La segunda categoría básica de reivindicaciones que hay dirigir al gobierno tienen que ver con la respuesta a los inevitables actos de la burguesía de sabotaje y desorganización económica. En este tema, la orientación política debe ser la de respuesta inmediata a las provocaciones: ocupación y toma de las empresas, seguida de su coordinación; elaboración de un plan obrero de reconversión y revitalización económica; extensión y generalización del control obrero en la orientación de la auto-gestión; la gestión de todo un conjunto de áreas de la vida social por los sectores directamente implicados (transporte público, comercio callejero; guarderías, universidades, tierras agrícolas..). Numerosos sectores evolucionaran desde el reformismo hacia el centrismo de izquierdas y el marxismo revolucionario discutiendo estos problemas en el marco de la democracia proletaria y a través de su propia experiencia práctica, protegidos por la defensa intransigente de la libertad de acción y movilización de las masas, incluso cuando ello «moleste» a los planes del gobierno o choque con los de los reformistas. Esta ruptura con el reformismo será ayudada por el ejemplo, la consolidación y la centralización de varías experiencias de autoorganización. Pero en nada ayudan, sin embargo, los excesos sectarios, los insultos del tipo «social-fascistas», o ignorar la especial sensibilidad de quienes aun confían en los reformistas. La política de ganar a las masas a través del frente único esta íntimamente unida a la afirmación., extensión y generalización de la dualidad de poder, hasta llegar e incluir la consolidación del poder obrero con la insurrección.
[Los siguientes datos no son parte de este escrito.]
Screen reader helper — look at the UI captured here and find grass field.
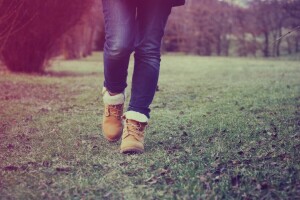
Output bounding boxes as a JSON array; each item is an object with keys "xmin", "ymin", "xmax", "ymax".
[{"xmin": 0, "ymin": 53, "xmax": 299, "ymax": 199}]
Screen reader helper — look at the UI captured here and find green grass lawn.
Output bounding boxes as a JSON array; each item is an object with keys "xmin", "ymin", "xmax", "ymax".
[{"xmin": 0, "ymin": 53, "xmax": 299, "ymax": 199}]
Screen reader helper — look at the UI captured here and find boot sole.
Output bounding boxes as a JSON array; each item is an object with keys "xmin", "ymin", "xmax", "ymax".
[
  {"xmin": 120, "ymin": 147, "xmax": 144, "ymax": 154},
  {"xmin": 103, "ymin": 134, "xmax": 121, "ymax": 142}
]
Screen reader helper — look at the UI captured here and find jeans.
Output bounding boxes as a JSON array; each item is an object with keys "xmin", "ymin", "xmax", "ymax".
[{"xmin": 102, "ymin": 0, "xmax": 172, "ymax": 118}]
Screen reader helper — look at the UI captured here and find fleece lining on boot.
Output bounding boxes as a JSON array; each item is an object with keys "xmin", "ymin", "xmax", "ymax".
[
  {"xmin": 124, "ymin": 111, "xmax": 148, "ymax": 123},
  {"xmin": 102, "ymin": 87, "xmax": 125, "ymax": 105}
]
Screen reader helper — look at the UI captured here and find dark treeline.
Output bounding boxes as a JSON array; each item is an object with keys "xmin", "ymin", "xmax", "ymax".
[
  {"xmin": 0, "ymin": 0, "xmax": 100, "ymax": 72},
  {"xmin": 0, "ymin": 0, "xmax": 97, "ymax": 72},
  {"xmin": 164, "ymin": 0, "xmax": 300, "ymax": 57},
  {"xmin": 0, "ymin": 0, "xmax": 299, "ymax": 72}
]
El resultado objetivo de las políticas de los reformistas son las siguientes: creciente impotencia del gobierno de izquierdas; incapacidad para cumplir sus promesas; desilusión creciente de las masas y la creación de un terreno fértil para la desmovilización y desmoralización y la vuelta poderosa de la reacción, a través de la violencia o incluso de medios legales y electorales. Ello confirma que no hay alternativa: o se profundiza la movilización de las masas hasta la victoria o su declive y derrota es inevitable. En este tipo de períodos hay una carrera entre dos movimientos, uno que lleva al desbordamiento de los aparatos reformistas y otro a la retirada de las masas como consecuencia de la bancarrota de los reformistas. El primero se impondrá solo si la correlación de fuerzas social y política cuenta al menos con algunos elementos favorables: si el movimiento de masas no se estanca y crece; si la autoorganización se refuerza y extiende, en vez de desaparecer rápidamente; y si los revolucionarios tienen éxito y superan su debilidad y aislamiento y establecen miles de nuevos lazos con las masas gracias a la extensión y generalización de una auténtica y viva experiencia de frente único ( y no meramente una caricatura propagandística que consista en exigir a los reformistas que respondan para desenmascarar lo que dicen). Este camino no es una garantía de victoria, pero es la única oportunidad que hay.